HaLo
Non-Interactive Mode

Non-Interactive Mode

When no command is written to a chip, it will automatically generate a random challenge and sign it using key slot #2 while incrementing a counter. For chips with this feature you cannot request signatures of external data from key slot #2.

⚠️

Experimental feature available in version c3 or greater.
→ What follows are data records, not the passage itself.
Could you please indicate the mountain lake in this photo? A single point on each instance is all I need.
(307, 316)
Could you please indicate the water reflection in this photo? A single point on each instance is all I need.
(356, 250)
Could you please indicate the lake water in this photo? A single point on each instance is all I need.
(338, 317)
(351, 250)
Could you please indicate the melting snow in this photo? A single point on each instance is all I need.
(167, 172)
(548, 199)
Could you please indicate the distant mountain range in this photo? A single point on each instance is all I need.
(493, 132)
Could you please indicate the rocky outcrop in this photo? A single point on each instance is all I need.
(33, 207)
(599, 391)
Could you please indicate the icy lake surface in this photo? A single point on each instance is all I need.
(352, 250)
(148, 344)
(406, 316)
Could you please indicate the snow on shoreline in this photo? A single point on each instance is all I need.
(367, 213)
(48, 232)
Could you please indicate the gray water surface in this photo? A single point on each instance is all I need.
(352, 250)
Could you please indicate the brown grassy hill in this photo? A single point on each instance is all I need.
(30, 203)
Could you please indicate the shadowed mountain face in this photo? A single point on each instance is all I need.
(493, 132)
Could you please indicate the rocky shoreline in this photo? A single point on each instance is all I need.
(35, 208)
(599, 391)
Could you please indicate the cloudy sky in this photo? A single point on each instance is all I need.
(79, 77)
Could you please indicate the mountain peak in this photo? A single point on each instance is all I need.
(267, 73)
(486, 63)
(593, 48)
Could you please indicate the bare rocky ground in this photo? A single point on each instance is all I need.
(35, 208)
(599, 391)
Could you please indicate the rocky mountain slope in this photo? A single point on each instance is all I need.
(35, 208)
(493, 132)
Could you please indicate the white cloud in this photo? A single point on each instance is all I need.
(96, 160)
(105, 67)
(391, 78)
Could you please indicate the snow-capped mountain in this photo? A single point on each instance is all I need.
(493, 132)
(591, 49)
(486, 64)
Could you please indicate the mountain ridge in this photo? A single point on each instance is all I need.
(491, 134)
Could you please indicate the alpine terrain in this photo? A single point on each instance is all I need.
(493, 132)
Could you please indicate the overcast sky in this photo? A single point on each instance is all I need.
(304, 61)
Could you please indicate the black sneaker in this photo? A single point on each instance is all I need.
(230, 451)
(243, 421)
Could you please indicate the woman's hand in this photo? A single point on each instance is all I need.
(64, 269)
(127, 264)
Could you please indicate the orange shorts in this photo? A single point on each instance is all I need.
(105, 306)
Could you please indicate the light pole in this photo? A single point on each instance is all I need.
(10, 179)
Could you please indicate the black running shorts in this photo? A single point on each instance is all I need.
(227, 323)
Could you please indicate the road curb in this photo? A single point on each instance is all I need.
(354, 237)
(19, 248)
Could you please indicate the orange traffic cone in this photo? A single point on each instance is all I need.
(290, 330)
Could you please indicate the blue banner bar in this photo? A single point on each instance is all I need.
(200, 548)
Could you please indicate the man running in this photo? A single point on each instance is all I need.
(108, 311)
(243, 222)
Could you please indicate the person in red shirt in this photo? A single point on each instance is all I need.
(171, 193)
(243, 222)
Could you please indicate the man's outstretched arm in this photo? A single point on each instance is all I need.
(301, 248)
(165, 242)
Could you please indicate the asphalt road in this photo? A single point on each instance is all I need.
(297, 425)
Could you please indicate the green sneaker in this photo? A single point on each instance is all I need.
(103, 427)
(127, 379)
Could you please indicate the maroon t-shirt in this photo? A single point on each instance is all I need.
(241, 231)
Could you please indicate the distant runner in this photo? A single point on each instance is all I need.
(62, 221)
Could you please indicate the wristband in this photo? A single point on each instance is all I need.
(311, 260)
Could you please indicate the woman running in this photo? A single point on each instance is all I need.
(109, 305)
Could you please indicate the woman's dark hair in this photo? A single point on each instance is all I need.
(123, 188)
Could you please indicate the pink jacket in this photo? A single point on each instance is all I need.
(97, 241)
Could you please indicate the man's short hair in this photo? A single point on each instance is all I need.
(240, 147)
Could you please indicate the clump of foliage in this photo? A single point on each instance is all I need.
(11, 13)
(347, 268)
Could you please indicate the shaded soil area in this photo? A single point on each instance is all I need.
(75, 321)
Interface is expected to change.

Verification Example

Using the URL below, we can verify the randomly generated challenge against the secondary public key of the HaLo:

https://eth.vrfy.ch/?v=c3&static=41046ACA3F246833017F8932A42518BBC0602E7B41FC4A03F02417B73685FF01AEAB8D653466D6FA2450A085C29BA31169F83A489DE46BC4CB0BB4F567DF7A66BE8E4104BDC6288D344F129820317411D8A8283942DCDB4B2D2F86E78F22F944160B6038C9E8DC747710349C2E55E6BC52D8745B749B39051BF72A0307B339257A48AECF000000000000000000000000000000000000000000000000000000000000000000000000000000000000000000000000000000000000000000000000000000000000&latch1=0000000000000000000000000000000000000000000000000000000000000000&latch2=0000000000000000000000000000000000000000000000000000000000000000&cmd=810200000009DC18D3F30E06E9A3C10D41EDDA09404654C502F70E67E80D781876D800&res=3045022100FCAAEFFCAB25E4B78BABB68C733DD2827FDC76E927F87C50A392E257583797DD02201A9CA7012FF3CC1C3380E1832BC733C69D743445A8DA4F664095F134927DA9170000000000&

  1. Scan the HaLo chip and parse the NDEF record. The static parameter contains the public key for key slot #2 or pkey2.

static

41 04BDC6288D344F129820317411D8A8283942DCDB4B2D2F86E78F22F944160B6038C9E8DC747710349C2E55E6BC52D8745B749B39051BF72A0307B339257A48AECF
  1. When there was no command initiated, the cmd parameter includes a command code and challenge:
  • command code: 2 bytes (always: 8102).
  • challenge: 32 bytes (e.g. 00000009DC18…), which consists of:
    • Big-endian UInt32: incremental counter, increases by 1 on each tap.
    • Random 28 bytes: random number generated by the chip on each tap.
    • Zero-padding: 1 byte (always: 00).

cmd

8102 00000002F202C592C809428C2C763C3AB3A4BBF5475DD4567A45F8200E82C63D 00
  1. Parse the res parameter includes the ECDSA signature:

res

30450221009FB0D4E3F7BF343219E4A8779059412E3E1A2F26EAAE69B6246EA1AD118D3EE40220783DEBF12DF1D60DF6488543C8100937E9A596028B2D97D65279378713157CF1 0000000000
  1. Verify the ECDSA signature against the publick key and challenge:
const EC = require('elliptic').ec;
const ec = new EC('secp256k1');
 
let pkey2 = "04BDC6288D344F129820317411D8A8283942DCDB4B2D2F86E78F22F944160B6038C9E8DC747710349C2E55E6BC52D8745B749B39051BF72A0307B339257A48AECF";
let challenge = "00000002F202C592C809428C2C763C3AB3A4BBF5475DD4567A45F8200E82C63D";
let signature = "30450221009FB0D4E3F7BF343219E4A8779059412E3E1A2F26EAAE69B6246EA1AD118D3EE40220783DEBF12DF1D60DF6488543C8100937E9A596028B2D97D65279378713157CF1";
 
let key = ec.keyFromPublic(pkey2.toString('hex'), 'hex');
if (!key.verify(challenge, signature)) {
    return {"error": "Unable to verify HaLo signature."};
}

Note that unlike typical Ethereum messages, the random number is not keccak256 hashed prior to being signed.